There is an article about the scanning of files and the paperless office, see Journal March 2001, p.42.
Where it is not possible to store files electronically without time limit the Society has issued the following guidance for solicitors:
This is guidance only. The onus rests with the solicitor as to whether or not it is safe to dispose of a file in any particular case and, in considering that, the solicitor should always have regard to the nature of the transaction and the circumstances.
* Files should only be destroyed under the direct instructions of the manager of the practice unit.
* Consent of the clients should be obtained before files are destroyed.
* Information on this should be contained in a Terms of Business letter.
* Care must be taken to ensure that no important papers such as confirmations, decrees, etc., which should normally be kept separate from other correspondence are in any file being destroyed.
* So far as financial records are concerned regard should be had to the terms of rule B6 and the relative Guidance.
Suggested Timing in Different Categories
Simple Debt Collection
On completion-i.e. after the time for appeal has elapsed.
Divorce and Consistorial Matters
Five years after final completion, e.g. after maintenance, residence and contact orders, etc., have ceased to have effect, or children have reached majority.
Civil Court Cases
Ten years after completion.
Murder and other cases involving life imprisonment-the papers should be retained indefinitely.
Solemn cases-files should be kept for the duration of the sentence if more than three years.
Summary cases-the papers should be retained for three years.

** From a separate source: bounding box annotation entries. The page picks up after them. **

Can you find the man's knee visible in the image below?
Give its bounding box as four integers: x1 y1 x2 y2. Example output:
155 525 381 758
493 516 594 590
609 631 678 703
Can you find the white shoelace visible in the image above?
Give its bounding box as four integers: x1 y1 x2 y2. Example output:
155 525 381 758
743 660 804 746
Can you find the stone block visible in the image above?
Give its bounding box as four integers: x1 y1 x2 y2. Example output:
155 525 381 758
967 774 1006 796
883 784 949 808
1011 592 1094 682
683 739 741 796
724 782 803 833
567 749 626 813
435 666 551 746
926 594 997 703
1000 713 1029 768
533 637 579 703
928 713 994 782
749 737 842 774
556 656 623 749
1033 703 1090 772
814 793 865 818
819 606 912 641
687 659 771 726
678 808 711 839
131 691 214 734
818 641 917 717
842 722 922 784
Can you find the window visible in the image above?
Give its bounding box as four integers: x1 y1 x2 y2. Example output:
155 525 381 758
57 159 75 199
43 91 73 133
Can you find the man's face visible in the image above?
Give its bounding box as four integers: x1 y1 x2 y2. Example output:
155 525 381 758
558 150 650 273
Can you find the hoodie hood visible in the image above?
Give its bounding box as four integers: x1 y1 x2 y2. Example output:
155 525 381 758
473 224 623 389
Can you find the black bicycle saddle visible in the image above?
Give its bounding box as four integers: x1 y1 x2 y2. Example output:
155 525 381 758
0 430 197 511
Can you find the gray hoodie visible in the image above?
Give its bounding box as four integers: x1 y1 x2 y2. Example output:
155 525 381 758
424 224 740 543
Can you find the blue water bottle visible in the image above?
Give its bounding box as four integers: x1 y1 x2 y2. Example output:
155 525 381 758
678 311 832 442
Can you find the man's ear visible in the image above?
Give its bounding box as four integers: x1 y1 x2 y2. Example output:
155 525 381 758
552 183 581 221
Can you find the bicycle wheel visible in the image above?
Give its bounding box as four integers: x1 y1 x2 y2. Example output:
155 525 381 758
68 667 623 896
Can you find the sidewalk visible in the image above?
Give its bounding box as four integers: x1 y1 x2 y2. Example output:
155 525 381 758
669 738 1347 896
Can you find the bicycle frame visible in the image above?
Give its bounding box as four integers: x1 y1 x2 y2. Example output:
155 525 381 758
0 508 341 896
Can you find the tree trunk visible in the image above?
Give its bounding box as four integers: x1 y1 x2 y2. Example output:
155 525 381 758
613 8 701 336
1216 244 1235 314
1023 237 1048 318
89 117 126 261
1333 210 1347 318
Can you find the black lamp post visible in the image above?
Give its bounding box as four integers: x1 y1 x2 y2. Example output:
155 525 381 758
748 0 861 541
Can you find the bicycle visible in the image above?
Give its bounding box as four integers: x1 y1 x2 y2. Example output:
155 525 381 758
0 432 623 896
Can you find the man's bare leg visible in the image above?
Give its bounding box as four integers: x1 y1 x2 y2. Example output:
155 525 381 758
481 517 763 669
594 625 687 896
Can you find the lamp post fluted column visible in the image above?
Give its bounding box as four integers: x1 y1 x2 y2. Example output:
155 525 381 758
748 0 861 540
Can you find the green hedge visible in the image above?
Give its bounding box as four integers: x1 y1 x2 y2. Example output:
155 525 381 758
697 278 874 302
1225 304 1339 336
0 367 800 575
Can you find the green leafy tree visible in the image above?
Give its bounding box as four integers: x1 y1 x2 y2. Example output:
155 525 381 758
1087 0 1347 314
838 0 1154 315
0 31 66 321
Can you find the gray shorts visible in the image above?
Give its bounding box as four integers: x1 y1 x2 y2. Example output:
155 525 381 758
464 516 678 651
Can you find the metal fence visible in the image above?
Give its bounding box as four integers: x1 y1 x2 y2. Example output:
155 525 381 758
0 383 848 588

A copy of the complaint or indictment and a copy of the legal aid certificate should be kept indefinitely.
Ten years after completion although an executry may never be complete. Relevant documents and papers might be sent to the Executor for safekeeping since prior rights and legal rights only prescribe if not claimed in 20 years after becoming enforceable.
Ten years after the termination of the Trust.
Ten years after completion-although the file may be of use until the property is subsequently disposed of.
One year later after completion (i.e. after implementing Letter of Obligation; dealing with any funds retained; and after Missives have ceased to have effect).
Ten years after completion.
Endowment and Investment Business
Practice units should retain all files in relation to endowment investment business until such time as the policy in question has matured.
Other Correspondence Files
Five years after completion of the business.
See Rule B6.1.1 (“required retention period”) and Rules B6.7, B6.8 and B6.9.
Money Laundering - Customer Due Diligence Records
See Regulation 19 of The Money Laundering Regulations 2007. In addition it should be noted that the definition of accounting records in Rule B6.1.1 includes “client due diligence documents and client financial information obtained for the purposes of compliance with the Money Laundering Regulations” and that such accounting records should be kept for the “required retention period” which is defined in Rule 6.1.1. as being the “remainder of the financial year of the practice unit and a further six financial years”.
Note: Certain records need to be kept for different periods to comply with HMRC / Statutory requirements.
- When files, papers and/or documents are destroyed a separate record should be retained of the date of destruction to include a general description of what was destroyed.
- In all cases, important papers such as confirmations, decrees, etc., should be retained indefinitely and should be kept separately from the correspondence.
The whereabouts of these documents should be set out in a closing letter
once the transaction has been completed so that there is no dubiety about
who holds them. Documents containing client's tax and VAT affairs must
be retained for at least the relevant statutory periods.